A Radically Different Approach to Foreign-Language Instruction

“For too many years, we have maintained a language-learning strategy that simply does not work,” say David Young and J.B. Buxton in this Education Week article. “[We] seek to teach language to 100 percent of the students with a success rate of 1 percent.” Why the dismal results? Because there’s too much emphasis on grammar and translation and not nearly enough on learning to speak the language, say Young and Buxton: “If graduates of our high schools regularly reflected that, after four years of mathematics, they couldn’t solve for an unknown variable, we would be outraged. But we share a laugh when someone says, ‘I took four years of a language, but I can’t really speak it.’”

Of course there’s more to taking a course in Spanish or French or Mandarin than oral proficiency – there’s cultural awareness and sensitivity, global knowledge, and exposure to a new language.

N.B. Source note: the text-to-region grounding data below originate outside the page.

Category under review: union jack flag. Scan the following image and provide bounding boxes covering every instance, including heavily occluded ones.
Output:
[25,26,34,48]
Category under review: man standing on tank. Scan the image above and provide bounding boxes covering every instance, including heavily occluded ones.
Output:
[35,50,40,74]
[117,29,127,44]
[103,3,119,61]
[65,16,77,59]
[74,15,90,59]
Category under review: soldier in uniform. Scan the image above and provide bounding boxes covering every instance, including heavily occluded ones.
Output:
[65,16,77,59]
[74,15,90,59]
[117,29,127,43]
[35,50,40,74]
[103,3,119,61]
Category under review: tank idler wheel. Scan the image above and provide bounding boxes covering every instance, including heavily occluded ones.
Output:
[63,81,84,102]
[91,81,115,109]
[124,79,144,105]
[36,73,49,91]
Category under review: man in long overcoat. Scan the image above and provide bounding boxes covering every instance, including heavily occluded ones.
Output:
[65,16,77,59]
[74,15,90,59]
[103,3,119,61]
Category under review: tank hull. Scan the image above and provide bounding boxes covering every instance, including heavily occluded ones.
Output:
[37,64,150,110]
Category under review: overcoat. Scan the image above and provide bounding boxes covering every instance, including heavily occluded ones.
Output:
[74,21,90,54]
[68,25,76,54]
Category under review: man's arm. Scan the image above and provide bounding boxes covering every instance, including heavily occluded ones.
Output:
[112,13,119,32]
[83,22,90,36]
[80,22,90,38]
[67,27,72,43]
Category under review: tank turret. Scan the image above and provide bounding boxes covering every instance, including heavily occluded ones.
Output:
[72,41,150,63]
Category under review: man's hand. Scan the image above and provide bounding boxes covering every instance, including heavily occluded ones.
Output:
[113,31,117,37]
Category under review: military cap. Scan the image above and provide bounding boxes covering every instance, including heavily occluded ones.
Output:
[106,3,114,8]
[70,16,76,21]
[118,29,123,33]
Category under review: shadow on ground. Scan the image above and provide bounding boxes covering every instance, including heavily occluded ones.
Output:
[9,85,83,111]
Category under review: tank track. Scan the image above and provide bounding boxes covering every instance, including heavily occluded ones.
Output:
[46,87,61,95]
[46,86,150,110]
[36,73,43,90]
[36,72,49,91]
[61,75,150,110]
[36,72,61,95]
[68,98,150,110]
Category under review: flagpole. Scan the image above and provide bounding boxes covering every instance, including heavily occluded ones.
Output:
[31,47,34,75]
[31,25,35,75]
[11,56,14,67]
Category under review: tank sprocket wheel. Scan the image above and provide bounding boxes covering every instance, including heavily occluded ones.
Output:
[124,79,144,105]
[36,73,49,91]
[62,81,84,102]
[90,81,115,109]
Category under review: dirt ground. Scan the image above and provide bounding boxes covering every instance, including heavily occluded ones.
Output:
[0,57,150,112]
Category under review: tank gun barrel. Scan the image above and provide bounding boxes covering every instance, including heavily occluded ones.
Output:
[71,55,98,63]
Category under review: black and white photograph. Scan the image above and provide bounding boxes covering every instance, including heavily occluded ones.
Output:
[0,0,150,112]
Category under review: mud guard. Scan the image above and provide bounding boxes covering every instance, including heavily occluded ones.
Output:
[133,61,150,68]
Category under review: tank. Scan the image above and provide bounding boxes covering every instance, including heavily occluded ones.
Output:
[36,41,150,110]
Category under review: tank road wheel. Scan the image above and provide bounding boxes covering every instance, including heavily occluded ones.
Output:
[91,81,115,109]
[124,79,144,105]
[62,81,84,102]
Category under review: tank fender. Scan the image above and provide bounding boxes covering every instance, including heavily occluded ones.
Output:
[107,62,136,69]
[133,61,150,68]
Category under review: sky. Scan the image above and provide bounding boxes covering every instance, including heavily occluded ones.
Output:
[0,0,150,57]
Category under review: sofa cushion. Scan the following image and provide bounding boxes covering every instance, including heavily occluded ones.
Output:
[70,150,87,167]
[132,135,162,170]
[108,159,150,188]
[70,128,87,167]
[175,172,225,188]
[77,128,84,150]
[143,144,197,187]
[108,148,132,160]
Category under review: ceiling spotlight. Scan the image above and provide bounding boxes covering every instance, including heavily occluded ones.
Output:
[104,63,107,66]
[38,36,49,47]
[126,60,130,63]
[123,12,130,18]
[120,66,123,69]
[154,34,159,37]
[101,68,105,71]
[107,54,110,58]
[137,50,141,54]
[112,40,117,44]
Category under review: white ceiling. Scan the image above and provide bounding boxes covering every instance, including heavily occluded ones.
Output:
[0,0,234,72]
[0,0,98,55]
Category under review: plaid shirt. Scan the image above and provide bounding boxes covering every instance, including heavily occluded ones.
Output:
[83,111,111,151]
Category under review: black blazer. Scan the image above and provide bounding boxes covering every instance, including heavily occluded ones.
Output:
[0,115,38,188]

But because the typical instructional platform rarely has enough intensity or time, these courses don’t deliver oral proficiency or cultural knowledge. 

So what is to be done? Young and Buxton believe it is possible to have it both ways if we redeploy the existing world-languages teaching positions, curriculum, and support resources to prepare students for the world in which they live – while satisfying  the demands of states, businesses, and parents:

• Narrow oral proficiency goals to practical, relevant, real-life language skills, teaching a subset of the current curriculum in greater depth.

• Teach the other material in a way that helps students understand a country’s cultural identity and compare it to other countries.

• Teach global knowledge by comparing and contrasting countries that speak the target language. 

“To be clear,” say Young and Buxton, “students will not leave these classes with advanced language proficiency. What they will obtain, however, are the language skills needed to travel in countries that speak the language, an understanding of other countries and cultures, and an awareness of the global issues that impact both those countries and our own.”

What about the 10 percent of students who want a higher level of oral proficiency? Dual-language instruction is best for them, say the authors. These classes make the target language the vehicle of instruction in all subjects, and studies have shown that students master it at a much high level. A 50/50 split of English and the target language is best for ELL students, a 10/90 split is best for native English speakers.